Sauté the aromatics: Heat olive oil in a large pot over medium heat. Add onion and cook for 4–5 minutes, until softened and slightly golden. Stir in celery and carrots, and cook for another 4–5 minutes until they begin to soften.
Add garlic and spices: Stir in ginger, garlic, paprika, cumin, oregano, and basil. Cook for 1–2 minutes until fragrant.
Cook the cabbage: Add chopped cabbage and cook, stirring often, for 4–5 minutes. It will seem like a lot, but it will wilt down as it cooks.
Simmer the soup: Add chopped tomatoes, vegetable broth, red lentils, aby leaves, salt, and pepper. Bring to a boil, then reduce the heat to low. Cover and simmer for about 15-20 minutes, until lentils are tender and flavors meld together.
Finish and serve: Turn off the heat, stir in parsley, lemon zest, and lemon juice. Taste and adjust seasoning if needed. Serve warm with crusty bread.
Video
Notes
Ginger: Optional, but adds a subtle zing and warmth to balance the sweetness of the cabbage.

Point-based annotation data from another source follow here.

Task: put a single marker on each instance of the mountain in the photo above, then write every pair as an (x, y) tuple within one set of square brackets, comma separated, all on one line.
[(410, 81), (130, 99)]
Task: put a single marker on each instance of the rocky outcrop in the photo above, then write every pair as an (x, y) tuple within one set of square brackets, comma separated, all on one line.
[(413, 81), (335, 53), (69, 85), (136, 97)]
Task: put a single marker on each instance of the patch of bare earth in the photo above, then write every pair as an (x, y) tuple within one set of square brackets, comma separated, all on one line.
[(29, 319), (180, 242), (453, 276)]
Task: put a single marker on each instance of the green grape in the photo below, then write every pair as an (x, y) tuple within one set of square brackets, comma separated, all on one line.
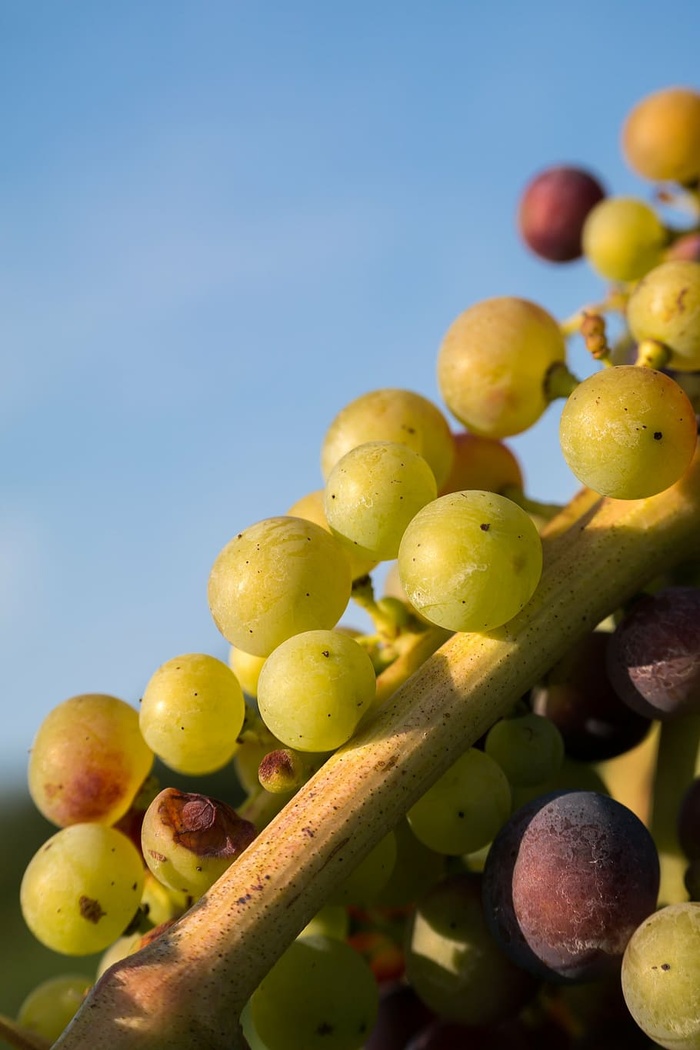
[(390, 415), (661, 977), (470, 561), (52, 1004), (628, 432), (465, 809), (665, 306), (319, 995), (622, 238), (529, 749), (88, 760), (279, 576), (315, 688), (373, 492), (493, 362), (191, 713), (82, 888)]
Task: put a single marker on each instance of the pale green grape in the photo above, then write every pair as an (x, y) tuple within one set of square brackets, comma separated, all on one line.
[(622, 238), (279, 576), (493, 362), (465, 809), (529, 749), (315, 688), (628, 432), (88, 760), (390, 415), (665, 306), (373, 492), (82, 888), (191, 713), (470, 561), (52, 1004), (319, 995), (661, 977)]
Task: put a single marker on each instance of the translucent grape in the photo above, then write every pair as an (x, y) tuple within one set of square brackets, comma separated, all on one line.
[(315, 688), (464, 810), (373, 492), (628, 432), (623, 238), (661, 977), (279, 576), (191, 713), (493, 362), (82, 888), (665, 306), (470, 561), (390, 415), (88, 760)]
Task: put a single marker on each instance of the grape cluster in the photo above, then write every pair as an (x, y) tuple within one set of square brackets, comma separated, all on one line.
[(527, 896)]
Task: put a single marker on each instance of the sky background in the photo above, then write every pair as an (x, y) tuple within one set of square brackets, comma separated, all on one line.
[(218, 223)]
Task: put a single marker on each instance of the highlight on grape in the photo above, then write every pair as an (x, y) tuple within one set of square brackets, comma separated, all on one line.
[(478, 822)]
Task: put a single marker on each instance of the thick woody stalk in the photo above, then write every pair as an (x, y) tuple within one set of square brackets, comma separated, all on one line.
[(186, 990)]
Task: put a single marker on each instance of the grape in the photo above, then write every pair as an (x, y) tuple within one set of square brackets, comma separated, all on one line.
[(48, 1009), (279, 576), (320, 993), (661, 977), (628, 432), (623, 238), (661, 135), (493, 362), (470, 561), (191, 713), (528, 748), (189, 840), (465, 807), (665, 306), (373, 492), (88, 760), (567, 881), (452, 961), (315, 688), (553, 208), (82, 888), (654, 654)]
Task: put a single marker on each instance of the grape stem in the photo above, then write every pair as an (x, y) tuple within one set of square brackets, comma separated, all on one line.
[(186, 990)]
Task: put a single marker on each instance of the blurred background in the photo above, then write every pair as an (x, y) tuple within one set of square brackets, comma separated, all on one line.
[(218, 223)]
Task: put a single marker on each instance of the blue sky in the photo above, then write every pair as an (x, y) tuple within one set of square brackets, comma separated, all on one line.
[(218, 223)]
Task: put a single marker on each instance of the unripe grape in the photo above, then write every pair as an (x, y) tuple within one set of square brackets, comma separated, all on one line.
[(661, 135)]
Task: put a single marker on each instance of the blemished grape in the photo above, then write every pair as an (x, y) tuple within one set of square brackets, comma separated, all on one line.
[(552, 210), (51, 1005), (315, 688), (661, 135), (319, 995), (191, 713), (665, 306), (82, 888), (470, 561), (373, 492), (278, 578), (390, 415), (661, 977), (628, 432), (452, 961), (654, 654), (623, 238), (567, 881), (88, 760), (465, 807), (493, 362)]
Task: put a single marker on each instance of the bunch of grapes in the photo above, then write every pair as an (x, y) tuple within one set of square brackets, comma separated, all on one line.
[(436, 845)]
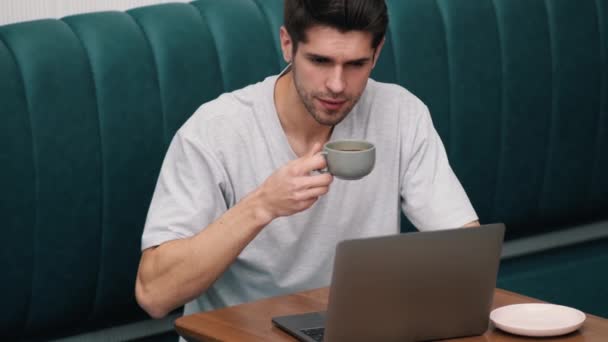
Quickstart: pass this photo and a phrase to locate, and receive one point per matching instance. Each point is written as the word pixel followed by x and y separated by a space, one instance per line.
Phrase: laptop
pixel 418 286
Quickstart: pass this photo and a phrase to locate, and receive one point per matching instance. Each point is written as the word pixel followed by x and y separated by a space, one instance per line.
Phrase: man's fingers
pixel 313 193
pixel 314 181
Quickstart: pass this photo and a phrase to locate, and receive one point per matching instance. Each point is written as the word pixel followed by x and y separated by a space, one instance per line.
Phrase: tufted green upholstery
pixel 88 104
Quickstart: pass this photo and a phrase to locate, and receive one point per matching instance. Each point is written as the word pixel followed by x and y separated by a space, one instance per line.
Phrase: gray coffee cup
pixel 349 159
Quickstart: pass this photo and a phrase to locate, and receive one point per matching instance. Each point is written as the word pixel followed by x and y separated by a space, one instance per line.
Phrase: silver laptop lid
pixel 415 286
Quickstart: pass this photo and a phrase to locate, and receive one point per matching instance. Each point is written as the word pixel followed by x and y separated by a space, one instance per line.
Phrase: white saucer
pixel 537 319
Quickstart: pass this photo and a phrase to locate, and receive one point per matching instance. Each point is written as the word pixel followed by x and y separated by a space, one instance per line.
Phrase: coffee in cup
pixel 349 159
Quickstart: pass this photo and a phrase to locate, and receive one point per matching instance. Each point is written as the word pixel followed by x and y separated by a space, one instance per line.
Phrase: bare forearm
pixel 174 273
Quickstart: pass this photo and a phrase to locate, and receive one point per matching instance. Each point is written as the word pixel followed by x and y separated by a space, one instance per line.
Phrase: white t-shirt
pixel 232 144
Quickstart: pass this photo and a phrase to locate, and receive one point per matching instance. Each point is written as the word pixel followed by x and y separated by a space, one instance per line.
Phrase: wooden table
pixel 251 321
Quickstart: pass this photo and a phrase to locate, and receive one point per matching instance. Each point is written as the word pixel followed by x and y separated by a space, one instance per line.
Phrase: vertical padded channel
pixel 576 80
pixel 598 193
pixel 131 133
pixel 421 56
pixel 527 78
pixel 475 82
pixel 17 197
pixel 272 10
pixel 186 62
pixel 61 102
pixel 242 40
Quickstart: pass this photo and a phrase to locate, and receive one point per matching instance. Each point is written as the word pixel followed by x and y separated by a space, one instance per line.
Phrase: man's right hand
pixel 294 187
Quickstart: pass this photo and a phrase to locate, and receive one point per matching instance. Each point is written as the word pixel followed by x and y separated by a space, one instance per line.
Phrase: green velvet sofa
pixel 518 90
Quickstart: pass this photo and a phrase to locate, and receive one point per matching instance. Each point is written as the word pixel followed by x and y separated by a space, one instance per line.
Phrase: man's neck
pixel 301 129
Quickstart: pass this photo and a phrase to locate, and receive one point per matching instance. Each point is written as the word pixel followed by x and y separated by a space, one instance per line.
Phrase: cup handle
pixel 324 170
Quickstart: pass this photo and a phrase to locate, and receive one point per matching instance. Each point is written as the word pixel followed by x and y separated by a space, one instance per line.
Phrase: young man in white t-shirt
pixel 238 212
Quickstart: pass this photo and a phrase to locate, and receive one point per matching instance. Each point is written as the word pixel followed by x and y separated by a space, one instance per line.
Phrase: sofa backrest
pixel 89 103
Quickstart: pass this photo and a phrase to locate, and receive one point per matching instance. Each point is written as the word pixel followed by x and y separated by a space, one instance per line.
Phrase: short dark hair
pixel 345 15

Tomatoes: I used canned chopped tomatoes, but you can also use fire-roasted diced tomatoes for a smoky flavor, tomato sauce for a smoother consistency, or fresh ripe tomatoes when in season.
Vegetable broth: For a thicker, heartier soup, use about 6 cups of broth. For a lighter, more liquidy soup, use closer to 8 cups. You can also substitute with chicken broth for extra flavor, or even half broth and half water.
Seasoning: Adjust to your taste. You can add chili flakes for heat, smoked paprika for depth, or even curry powder for a spiced twist.
Lentils: Lentils are optional, but I like to add them for extra protein. Red lentils cook quickly and melt into the soup, giving it a creamy texture. You can leave them out, or swap with green or brown lentils (just keep in mind they’ll take longer to cook). For other protein sources, try adding chickpeas, white beans, or even shredded chicken.
Lemon: Lemon juice and zest brighten the soup and enhance the flavors, but they’re optional. Try lime juice for a different twist.
Storage: This soup keeps well in the fridge for up to 4 days. It also freezes beautifully for up to 2 months. Reheat gently on the stovetop, adding a splash of broth or water if it thickens.
Serving ideas: Pair with crusty bread, pita, or a grilled cheese sandwich for a comforting meal.